Medyanın beş temel talebi
Ortak bildiriyi yayımlayan medya kuruluşları basın özgürlüğünü korumak ve özendirmek açısından beş temel talebi vurguluyor:
▶ Adalet ve hesap verebilirlik. İşkence, zorla kaybetme ve yargısız infazlar da dahil gazetecilere karşı işlenen tüm suçların failleri kovuşturulmalı, gözaltındaki gazeteciler derhal serbest bırakılmalı ve basına yönelik suçlarda cezasızlığa sona verilmelidir.
▶ Sansüre son. Enformasyon Bakanlığı kapatılmalı ve medyaya yönelik her türlü sansür kaldırılmalıdır. Bunun yerine, yerel ve uluslararası uzmanlarca denetlenen bağımsız bir düzenleyici kurul oluşturulmalı ve medya özgürlüğü siyasal müdahale olmaksızın sağlanmalıdır.
▶ Basın özgürlüğünün yasayla korunması. 2022 tarihli Siber Suç Yasası ve 2012 tarihli Terörle Mücadele Yasası gibi baskıcı yasalar yürürlükten kaldırılmalıdır. Yeni mevzuat, gazetecileri kovuşturmadan kurtarmak, bilgiye erişimi sağlamak ve kaynakları ifşa zorlamasından korumak üzere uluslararası insan hakları standartlarıyla uyumlu kılınmalıdır.

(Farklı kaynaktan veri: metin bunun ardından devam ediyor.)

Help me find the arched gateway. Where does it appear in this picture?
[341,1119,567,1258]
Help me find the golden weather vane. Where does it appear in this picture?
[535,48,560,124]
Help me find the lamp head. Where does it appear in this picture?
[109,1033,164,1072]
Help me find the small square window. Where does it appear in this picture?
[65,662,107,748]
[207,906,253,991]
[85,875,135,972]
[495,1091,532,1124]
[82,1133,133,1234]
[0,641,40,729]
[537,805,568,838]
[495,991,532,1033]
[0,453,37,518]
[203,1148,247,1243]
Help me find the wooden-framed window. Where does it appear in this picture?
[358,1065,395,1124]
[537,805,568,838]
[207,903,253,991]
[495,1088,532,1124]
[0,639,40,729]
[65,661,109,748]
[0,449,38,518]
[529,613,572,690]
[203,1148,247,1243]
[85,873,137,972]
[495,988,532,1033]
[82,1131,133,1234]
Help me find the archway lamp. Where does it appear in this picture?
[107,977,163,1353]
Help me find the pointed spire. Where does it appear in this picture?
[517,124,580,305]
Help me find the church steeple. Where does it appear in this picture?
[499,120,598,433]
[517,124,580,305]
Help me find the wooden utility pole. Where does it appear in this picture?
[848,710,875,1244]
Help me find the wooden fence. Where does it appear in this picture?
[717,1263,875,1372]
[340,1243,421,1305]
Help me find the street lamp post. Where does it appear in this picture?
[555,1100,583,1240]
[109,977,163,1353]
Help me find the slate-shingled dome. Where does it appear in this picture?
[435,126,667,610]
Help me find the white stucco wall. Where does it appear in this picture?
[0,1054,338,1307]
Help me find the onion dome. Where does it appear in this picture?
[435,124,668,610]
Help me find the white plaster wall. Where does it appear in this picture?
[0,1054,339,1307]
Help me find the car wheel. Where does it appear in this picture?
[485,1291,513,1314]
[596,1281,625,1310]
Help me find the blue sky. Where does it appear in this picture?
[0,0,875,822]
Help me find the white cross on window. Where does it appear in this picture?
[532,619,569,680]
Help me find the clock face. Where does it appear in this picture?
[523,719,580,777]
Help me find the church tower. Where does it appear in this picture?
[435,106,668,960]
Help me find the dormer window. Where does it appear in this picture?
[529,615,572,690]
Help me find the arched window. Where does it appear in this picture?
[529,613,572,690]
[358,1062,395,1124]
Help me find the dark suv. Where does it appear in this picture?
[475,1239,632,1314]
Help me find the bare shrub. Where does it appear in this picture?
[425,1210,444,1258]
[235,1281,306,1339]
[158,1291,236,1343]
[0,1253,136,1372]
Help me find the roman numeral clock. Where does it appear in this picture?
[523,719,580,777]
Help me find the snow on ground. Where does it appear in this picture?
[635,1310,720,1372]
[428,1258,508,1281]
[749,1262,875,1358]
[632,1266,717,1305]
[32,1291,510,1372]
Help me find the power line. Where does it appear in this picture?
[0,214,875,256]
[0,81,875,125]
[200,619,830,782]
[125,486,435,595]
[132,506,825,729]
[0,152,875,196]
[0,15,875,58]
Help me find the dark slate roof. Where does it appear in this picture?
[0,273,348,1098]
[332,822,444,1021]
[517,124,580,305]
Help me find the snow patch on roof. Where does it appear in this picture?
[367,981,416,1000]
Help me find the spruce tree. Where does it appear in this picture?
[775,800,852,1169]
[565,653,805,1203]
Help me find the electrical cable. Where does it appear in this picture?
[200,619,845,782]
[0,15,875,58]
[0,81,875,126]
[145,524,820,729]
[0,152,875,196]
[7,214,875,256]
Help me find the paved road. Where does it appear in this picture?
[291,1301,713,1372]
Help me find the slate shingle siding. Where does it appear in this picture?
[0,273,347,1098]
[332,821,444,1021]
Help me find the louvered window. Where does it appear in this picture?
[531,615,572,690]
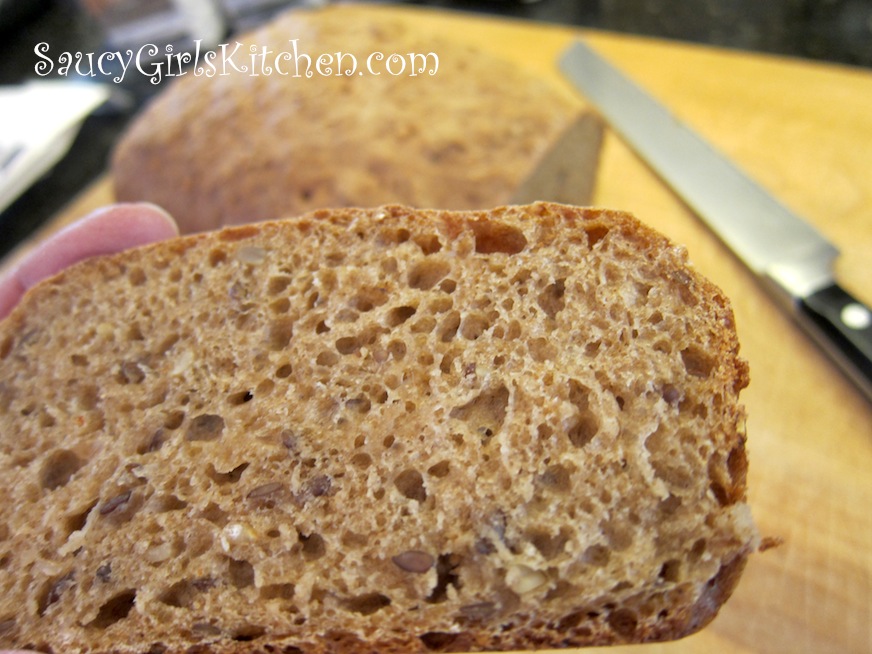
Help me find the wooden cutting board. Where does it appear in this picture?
[6,7,872,654]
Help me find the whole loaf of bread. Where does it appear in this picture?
[112,5,603,232]
[0,203,759,654]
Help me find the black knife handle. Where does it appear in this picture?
[798,284,872,402]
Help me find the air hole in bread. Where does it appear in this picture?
[64,501,97,534]
[90,590,136,629]
[39,450,85,491]
[388,340,406,361]
[335,336,361,355]
[37,572,75,616]
[427,460,451,479]
[394,468,427,502]
[185,413,224,441]
[536,279,566,319]
[410,316,436,334]
[269,297,291,315]
[438,311,460,343]
[460,313,490,341]
[600,518,633,552]
[266,317,294,350]
[315,350,339,368]
[584,223,609,248]
[245,481,288,509]
[200,502,229,527]
[418,631,458,652]
[581,544,612,568]
[151,494,188,513]
[116,361,145,384]
[345,395,372,415]
[606,608,639,639]
[266,275,291,295]
[527,336,557,363]
[415,234,442,254]
[127,267,148,286]
[227,391,254,406]
[426,553,461,604]
[525,527,572,561]
[297,530,327,561]
[209,248,227,268]
[681,345,716,379]
[343,593,391,615]
[469,220,527,254]
[227,558,254,588]
[349,286,388,313]
[351,452,372,470]
[539,464,572,493]
[230,624,266,643]
[157,577,215,609]
[376,227,412,245]
[408,259,451,291]
[659,559,681,582]
[260,584,296,600]
[385,305,417,327]
[566,379,600,447]
[206,461,250,486]
[448,384,509,443]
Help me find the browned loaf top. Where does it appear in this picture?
[112,6,603,232]
[0,204,758,654]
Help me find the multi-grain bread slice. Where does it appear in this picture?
[112,5,603,232]
[0,203,758,654]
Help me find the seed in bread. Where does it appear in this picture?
[0,203,759,654]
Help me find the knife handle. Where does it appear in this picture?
[798,284,872,402]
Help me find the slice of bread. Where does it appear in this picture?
[0,203,758,654]
[112,5,603,232]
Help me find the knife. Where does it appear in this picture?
[560,41,872,402]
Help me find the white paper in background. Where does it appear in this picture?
[0,81,109,211]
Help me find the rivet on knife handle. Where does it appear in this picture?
[559,41,872,402]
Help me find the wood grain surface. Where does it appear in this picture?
[3,6,872,654]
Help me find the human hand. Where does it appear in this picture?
[0,204,179,320]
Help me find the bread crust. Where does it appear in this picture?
[0,203,759,654]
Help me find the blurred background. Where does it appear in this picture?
[0,0,872,256]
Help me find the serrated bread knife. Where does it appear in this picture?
[560,42,872,402]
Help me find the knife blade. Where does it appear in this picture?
[559,41,872,402]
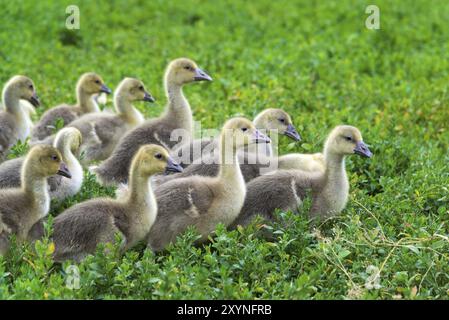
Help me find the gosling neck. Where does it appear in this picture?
[165,79,193,134]
[21,160,48,200]
[54,138,78,169]
[114,94,144,125]
[3,88,24,115]
[126,168,155,211]
[218,134,243,185]
[324,147,347,182]
[76,87,100,113]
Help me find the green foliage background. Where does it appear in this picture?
[0,0,449,299]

▶ Anayasal güvenceler. Basın özgürlüğü, Evrensel İnsan Hakları Beyannamesi ilkelerini yansıtacak şekilde Suriye anayasasında açıkça yer almalıdır.
▶ Özgür ve çeşitlilik içeren bir medya görünümü. Devlet, Suriye'de farklı dilsel ve kültürel bağlamlarda yayın yapanlar da dahil, tüm medya kuruluşlarının özgürce faaliyet göstermesi için fırsat eşitliği sağlayarak bilgi üzerindeki tekelinden vazgeçmelidir.

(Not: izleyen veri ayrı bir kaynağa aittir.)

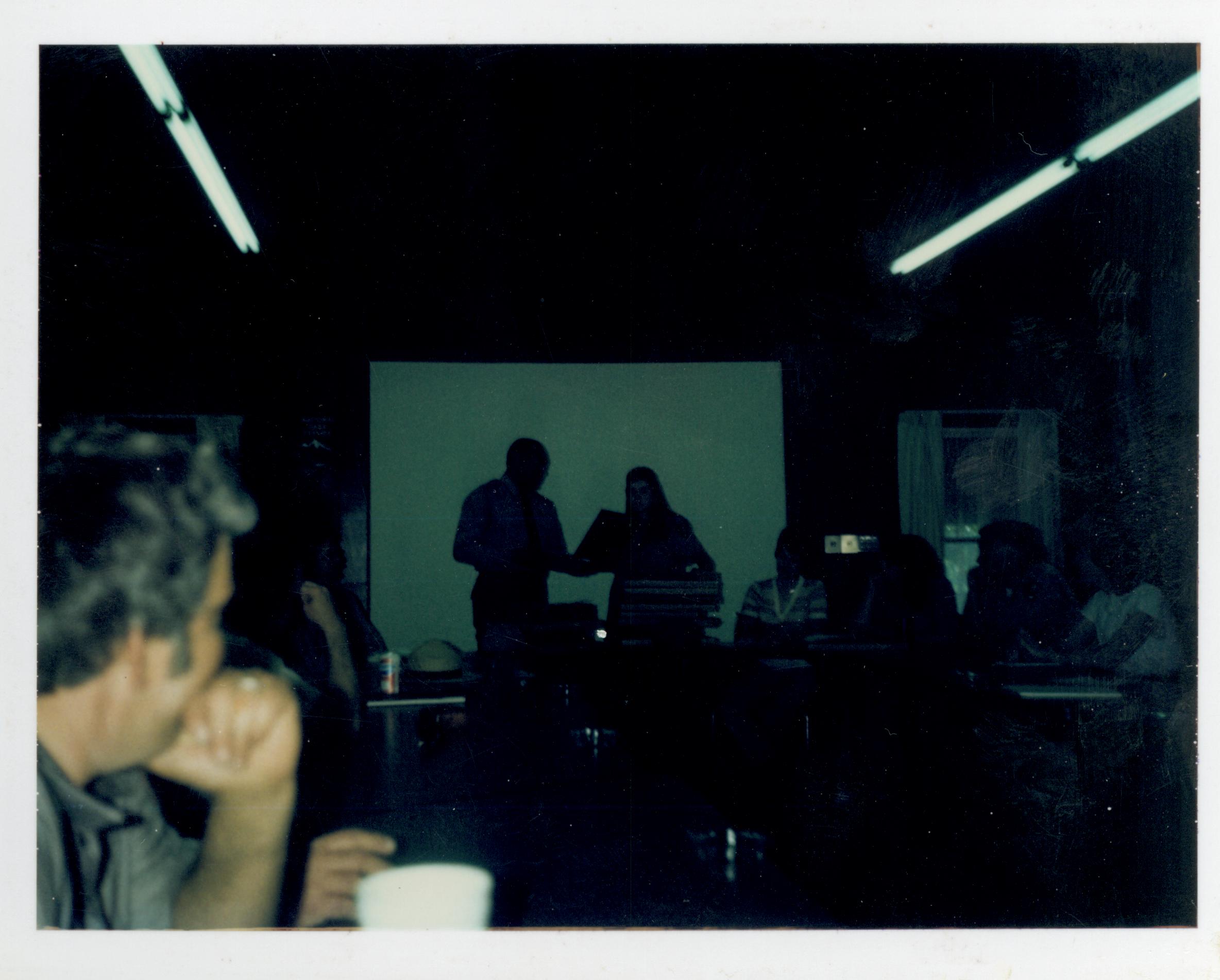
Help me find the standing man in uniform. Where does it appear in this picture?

Geçiş döneminin acil öncelikleri
Ortak bildiride ayrıca Suriye'de geçiş dönemi otoritelerinin atmaları gereken acil adımlar da ana hatlarıyla belirtildi. Bunların başında medya sansürünün yasaklanması, gazetecilerin tacizden korunması ve kamuya açık bilgiye erişim eşitliğinin güvence altına alınması geliyor. Bildiride, gazetecilerin doğrudan şiddeti teşvik etmedikçe, gazetecilik çalışmalarından ötürü hapis cezasına çarptırılmaması ve donanımları, kaynakları ve malzemelerinin yasal işlemler sırasında kötüye kullanılmasından korunması gerektiği vurgulanıyor.
Çalışma alanlarında sıklıkla cinsiyete dayalı taciz ve şiddetle karşılaşan kadın gazetecilerin güvenlik ve onurunun korunmasına da özel vurgu yapıldı.
Suriye'nin demokratik geleceğine bakış
Bağımsız medya kuruluşları açıklamalarının sonuç bölümünde Suriye'nin geleceğine yönelik bakışlarını da güçlü ifadelerle özetliyor: "Basın özgürlüğü sadece demokrasinin temel taşı değil, aynı zamanda onun atan kalbidir. Basın özgürlüğü olmadıkça istibdat, yeniden kök salacağı elverişli zemini bulacaktır."
Bağımsız medya kuruluşları, onlarca yıl süren otoritelik sayfasını kapatırken bugünün ve geleceğin yetki sahiplerini bu tarihsel ana ulaşmak için açık ve hesap sorabilen bir basın ilkesine bağlanmaya çağırıyor: "Bu, gerçeğin korunduğu, seslerin duyulduğu ve gazetecilerin iktidardan hesap sormakta serbest olduğu özgür ve demokratik bir Suriye'nin doğuşu olsun."